Police forced Hillsborough survivors to alter evidence

Mick Meaney, rinf.com |

Fresh allegations of a police conspiracy have come to the surface providing more evidence for a cover-up surrounding the horrific events at Hillsborough, with survivors claiming they were  intimidated by officers, forcing them to change their statements.

West Midlands police had apparently subjected survivors to intense interviews that lasted up to five hours, insisting they change statements to remove any blame directed towards police.

According to Labour MP Maria Eagle, police told one survivor “You can’t say that, you’ve got to say this.”

A report in the The Guardian states that a victims mother, Margaret Aspinall, whose son James died at Hillsborough, had said:

“This shows they were prepared to stop at nothing. To bully the people they were meant to protect at a time when they were so traumatised is a disgrace. People will rightly ask how could this have happened?”

Read the full story.

Maria Eagle has also accused a former chief inspector, Sir Norman Bettison, of South Yorkshire police, of being involved in a black propaganda campaign.

In a letter that was sent to a solicitor for the Hillsborough Family Support Group in 1998, John Barry, who attended business school with Norman Bettison – a middle-ranking police officer at the time, wrote:

“Some weeks after the game, and after I had been interviewed by West Midlands police, we were in a pub after our weekly evening class.

“He told me that he had been asked by his senior officers to put together the South Yorkshire police evidence for the forthcoming inquiry.

“He said that ‘we are trying to concoct a story that all the Liverpool fans were drunk and we were afraid that they were going to break down the gates so we decided to open them’.”

Ms Eagle said:

“Here we have an account of a contemporaneous conversation in which Norman Bettison boasted he is engaged in a South Yorkshire police plot to fit up the Liverpool fans and deflect blame from the force.

“That is indeed what happened subsequently, so what Sir Norman denies in public he boasts about in private conversations.”

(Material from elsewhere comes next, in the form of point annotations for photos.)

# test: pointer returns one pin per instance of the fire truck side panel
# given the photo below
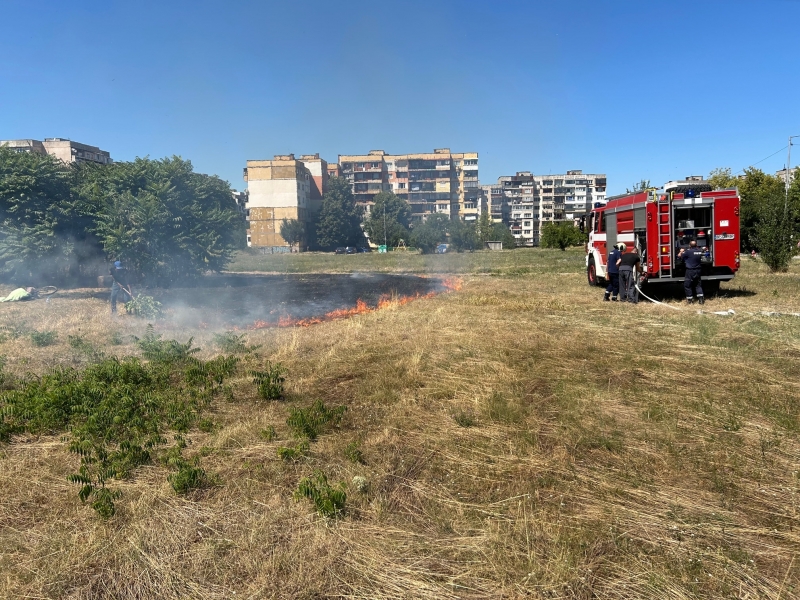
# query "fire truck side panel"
(726, 232)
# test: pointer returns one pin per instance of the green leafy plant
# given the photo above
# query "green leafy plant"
(294, 453)
(329, 501)
(270, 382)
(43, 338)
(310, 422)
(143, 306)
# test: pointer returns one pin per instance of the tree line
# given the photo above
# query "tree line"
(60, 222)
(342, 222)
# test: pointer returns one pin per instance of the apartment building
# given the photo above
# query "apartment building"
(525, 202)
(62, 148)
(282, 188)
(437, 182)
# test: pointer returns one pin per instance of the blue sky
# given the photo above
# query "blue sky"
(635, 89)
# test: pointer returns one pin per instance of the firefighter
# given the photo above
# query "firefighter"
(691, 282)
(628, 269)
(612, 289)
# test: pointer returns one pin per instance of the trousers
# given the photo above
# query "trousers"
(692, 283)
(613, 284)
(627, 283)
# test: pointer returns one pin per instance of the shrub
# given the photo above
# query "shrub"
(146, 307)
(310, 422)
(43, 338)
(327, 500)
(270, 382)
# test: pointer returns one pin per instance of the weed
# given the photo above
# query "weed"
(232, 343)
(43, 338)
(270, 382)
(464, 419)
(146, 307)
(268, 434)
(294, 453)
(353, 452)
(310, 422)
(328, 501)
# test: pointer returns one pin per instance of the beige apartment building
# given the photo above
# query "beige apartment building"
(436, 182)
(282, 188)
(525, 202)
(62, 148)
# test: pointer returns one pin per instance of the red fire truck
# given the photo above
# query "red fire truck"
(661, 222)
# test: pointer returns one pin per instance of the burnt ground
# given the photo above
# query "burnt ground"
(239, 300)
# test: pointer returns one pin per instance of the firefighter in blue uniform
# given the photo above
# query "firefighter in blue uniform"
(612, 289)
(692, 284)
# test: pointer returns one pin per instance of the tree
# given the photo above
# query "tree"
(561, 235)
(639, 187)
(340, 218)
(432, 232)
(292, 231)
(43, 227)
(396, 218)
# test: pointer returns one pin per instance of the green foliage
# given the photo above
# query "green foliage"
(294, 453)
(293, 232)
(270, 382)
(146, 307)
(388, 220)
(232, 343)
(43, 338)
(353, 452)
(328, 501)
(187, 475)
(310, 422)
(340, 217)
(561, 235)
(117, 412)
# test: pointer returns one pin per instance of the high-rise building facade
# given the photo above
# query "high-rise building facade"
(62, 148)
(525, 202)
(282, 188)
(438, 182)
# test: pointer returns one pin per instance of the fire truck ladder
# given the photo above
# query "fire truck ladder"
(665, 244)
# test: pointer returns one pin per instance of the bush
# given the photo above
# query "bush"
(311, 421)
(327, 500)
(146, 307)
(270, 382)
(43, 338)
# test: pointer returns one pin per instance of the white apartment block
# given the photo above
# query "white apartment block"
(525, 202)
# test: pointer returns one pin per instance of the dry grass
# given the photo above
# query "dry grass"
(611, 451)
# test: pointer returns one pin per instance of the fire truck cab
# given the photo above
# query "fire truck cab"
(659, 223)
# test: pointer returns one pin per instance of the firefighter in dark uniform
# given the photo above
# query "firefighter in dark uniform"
(612, 289)
(692, 284)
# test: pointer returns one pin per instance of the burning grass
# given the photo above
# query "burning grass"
(519, 438)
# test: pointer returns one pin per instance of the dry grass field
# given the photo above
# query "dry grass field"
(517, 438)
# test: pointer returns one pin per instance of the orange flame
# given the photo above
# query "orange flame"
(451, 284)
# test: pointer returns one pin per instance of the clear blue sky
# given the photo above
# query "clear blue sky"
(635, 89)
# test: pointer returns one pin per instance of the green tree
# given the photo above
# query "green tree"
(43, 226)
(340, 218)
(639, 187)
(432, 232)
(293, 231)
(166, 221)
(561, 235)
(396, 218)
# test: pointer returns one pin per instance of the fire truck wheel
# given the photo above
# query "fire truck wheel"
(591, 274)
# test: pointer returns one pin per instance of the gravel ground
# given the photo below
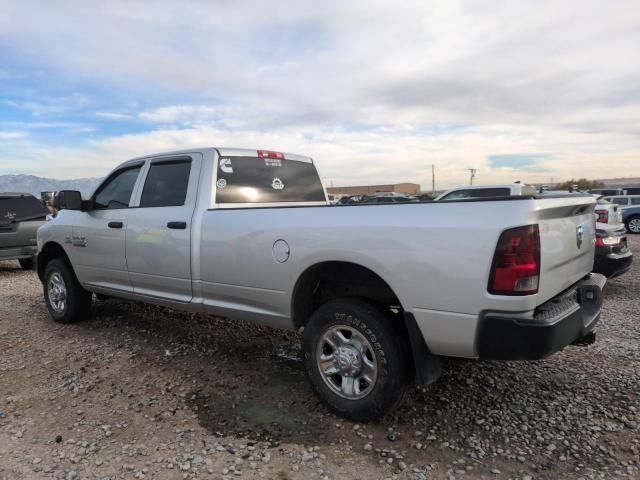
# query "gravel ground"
(146, 392)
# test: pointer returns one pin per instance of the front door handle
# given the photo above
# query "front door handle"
(177, 225)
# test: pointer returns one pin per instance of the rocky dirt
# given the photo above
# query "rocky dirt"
(145, 392)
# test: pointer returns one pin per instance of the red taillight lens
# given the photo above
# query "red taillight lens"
(603, 216)
(270, 154)
(516, 263)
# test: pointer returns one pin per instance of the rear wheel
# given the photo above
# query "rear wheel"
(66, 300)
(26, 263)
(633, 224)
(356, 359)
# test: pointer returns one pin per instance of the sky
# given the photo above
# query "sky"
(376, 92)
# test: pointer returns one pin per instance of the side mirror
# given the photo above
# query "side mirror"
(68, 199)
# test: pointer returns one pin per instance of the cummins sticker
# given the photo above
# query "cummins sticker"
(225, 166)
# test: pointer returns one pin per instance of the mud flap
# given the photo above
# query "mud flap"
(427, 365)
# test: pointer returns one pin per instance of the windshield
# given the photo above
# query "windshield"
(266, 180)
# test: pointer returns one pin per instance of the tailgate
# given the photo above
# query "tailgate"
(567, 242)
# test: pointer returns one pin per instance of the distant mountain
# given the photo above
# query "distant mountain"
(35, 185)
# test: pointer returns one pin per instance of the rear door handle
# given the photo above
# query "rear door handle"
(177, 225)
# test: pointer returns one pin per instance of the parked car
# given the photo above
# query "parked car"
(631, 219)
(20, 216)
(624, 200)
(388, 198)
(381, 292)
(487, 191)
(612, 257)
(608, 213)
(349, 200)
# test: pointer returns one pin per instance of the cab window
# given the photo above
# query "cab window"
(116, 191)
(166, 184)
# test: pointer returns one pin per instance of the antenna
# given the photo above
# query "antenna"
(472, 171)
(433, 178)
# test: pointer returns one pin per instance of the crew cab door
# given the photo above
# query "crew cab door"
(96, 246)
(158, 244)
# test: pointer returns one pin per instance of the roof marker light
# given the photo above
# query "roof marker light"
(270, 154)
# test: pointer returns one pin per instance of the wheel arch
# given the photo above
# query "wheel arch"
(327, 280)
(50, 251)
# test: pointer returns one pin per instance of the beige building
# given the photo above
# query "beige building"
(406, 188)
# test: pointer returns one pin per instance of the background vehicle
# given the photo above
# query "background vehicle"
(380, 291)
(349, 199)
(612, 257)
(486, 191)
(624, 200)
(20, 216)
(631, 219)
(608, 213)
(390, 197)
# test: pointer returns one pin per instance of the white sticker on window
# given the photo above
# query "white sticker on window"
(225, 166)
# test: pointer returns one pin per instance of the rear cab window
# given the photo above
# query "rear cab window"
(259, 180)
(115, 192)
(166, 184)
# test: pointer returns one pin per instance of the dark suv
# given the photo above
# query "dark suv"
(20, 216)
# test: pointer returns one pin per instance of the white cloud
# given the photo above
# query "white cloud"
(114, 115)
(374, 92)
(12, 135)
(183, 114)
(345, 157)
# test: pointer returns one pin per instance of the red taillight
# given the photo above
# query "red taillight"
(603, 216)
(516, 263)
(270, 154)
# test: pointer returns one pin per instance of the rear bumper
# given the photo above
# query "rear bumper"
(15, 253)
(556, 324)
(613, 264)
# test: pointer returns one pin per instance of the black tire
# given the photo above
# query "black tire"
(385, 340)
(77, 301)
(26, 263)
(633, 224)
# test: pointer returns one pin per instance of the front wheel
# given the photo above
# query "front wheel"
(633, 224)
(66, 300)
(356, 359)
(26, 263)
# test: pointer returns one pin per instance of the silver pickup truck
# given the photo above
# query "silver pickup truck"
(380, 291)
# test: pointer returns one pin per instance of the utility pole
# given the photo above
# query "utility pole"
(433, 178)
(472, 171)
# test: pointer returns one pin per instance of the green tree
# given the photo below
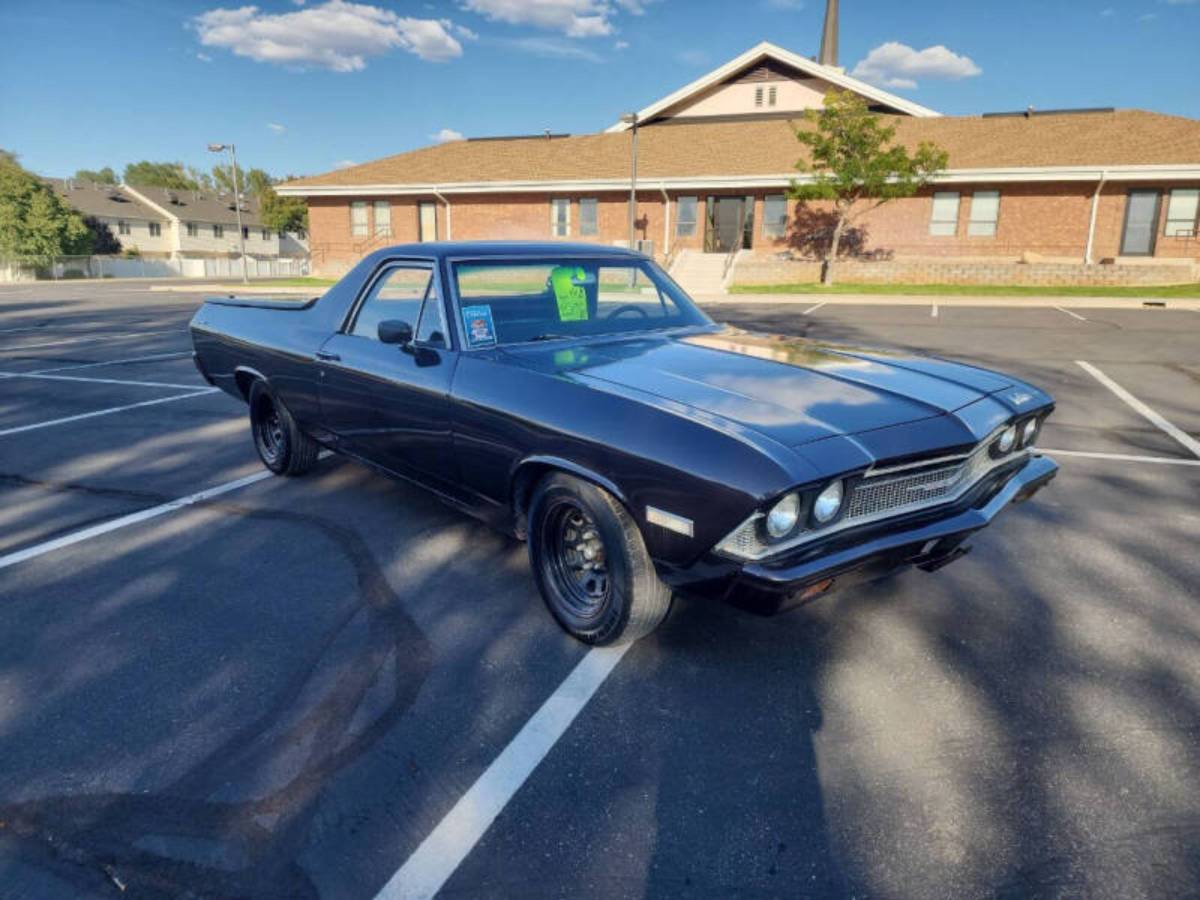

On 12 September 2012, the Hillsborough Independent Panel  concluded that police made a:

“Strenuous attempt” to deflect blame for the disaster from themselves onto Liverpool supporters.

It also found that 164 witness statements had been amended and 116 statements that were unfavourable to South Yorkshire Police had been removed.

The actions of the police at  Hillsborough in 1989, and how they were allowed to hide the truth for over 20 years, is a despicable example of how those entrusted with the protection of citizens, can abuse their position of authority and hide the facts with impunity.